How Tim Cook botched Jobs’ product launch formula

For the last decade, Apple has set the gold standard for product launches, and credit has always rested unequivocally on the shoulders of Steve Jobs. The company always knew how to woo loyalists, but when Jobs returned, he found a way to speak to the rest of us when presenting products like the iPod, iPhone and iPad.
Wednesday’s iPhone 5 launch saw Apple return to preaching to the converted. While I have little doubt that Apple users everywhere will applaud the iPhone 5, I doubt whether it will continue to reel in customers from other platforms like Android.
The reason actually lies more in the presentation than in the product. Steve didn’t focus on the technology, he focused on the magical experience. Tim Cook can’t quite seem to capture that, and it’s going to hurt Apple.
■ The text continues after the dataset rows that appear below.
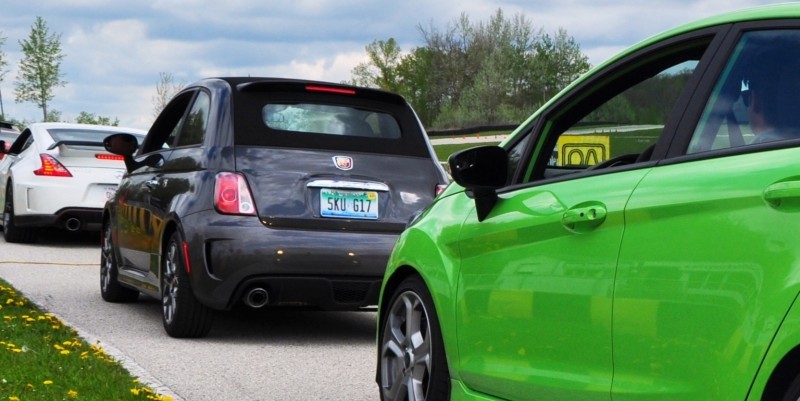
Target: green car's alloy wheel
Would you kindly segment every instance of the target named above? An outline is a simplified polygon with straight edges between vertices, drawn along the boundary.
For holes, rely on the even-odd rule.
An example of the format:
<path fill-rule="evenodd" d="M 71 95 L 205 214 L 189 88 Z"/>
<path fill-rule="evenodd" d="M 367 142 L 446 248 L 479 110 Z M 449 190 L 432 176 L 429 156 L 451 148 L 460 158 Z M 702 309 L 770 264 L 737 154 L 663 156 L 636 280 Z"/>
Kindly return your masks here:
<path fill-rule="evenodd" d="M 211 330 L 213 311 L 195 298 L 178 232 L 167 243 L 161 263 L 161 301 L 164 329 L 172 337 L 203 337 Z"/>
<path fill-rule="evenodd" d="M 103 224 L 100 252 L 100 295 L 108 302 L 133 302 L 139 298 L 139 291 L 123 287 L 117 281 L 119 266 L 114 257 L 111 241 L 111 225 Z"/>
<path fill-rule="evenodd" d="M 439 321 L 425 283 L 405 279 L 383 317 L 379 378 L 384 401 L 446 400 L 450 378 Z"/>
<path fill-rule="evenodd" d="M 36 242 L 36 231 L 14 224 L 14 193 L 11 182 L 6 186 L 6 203 L 3 205 L 3 235 L 6 242 L 28 244 Z"/>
Before Jobs returned to Apple, the struggling company was stuck in a monotonous cycle of products that made good upgrades to existing lines, but seemed to ignore what was going on with competitors. As loyal Apple users eventually gave up, the company’s strong business started to erode, until its engineer CEOs didn’t have a clue how to turn this around. Jobs came back and brought forth the idea of creating products that competed on impression, not “speeds and feeds.” Apple reached amazing new highs on this formula.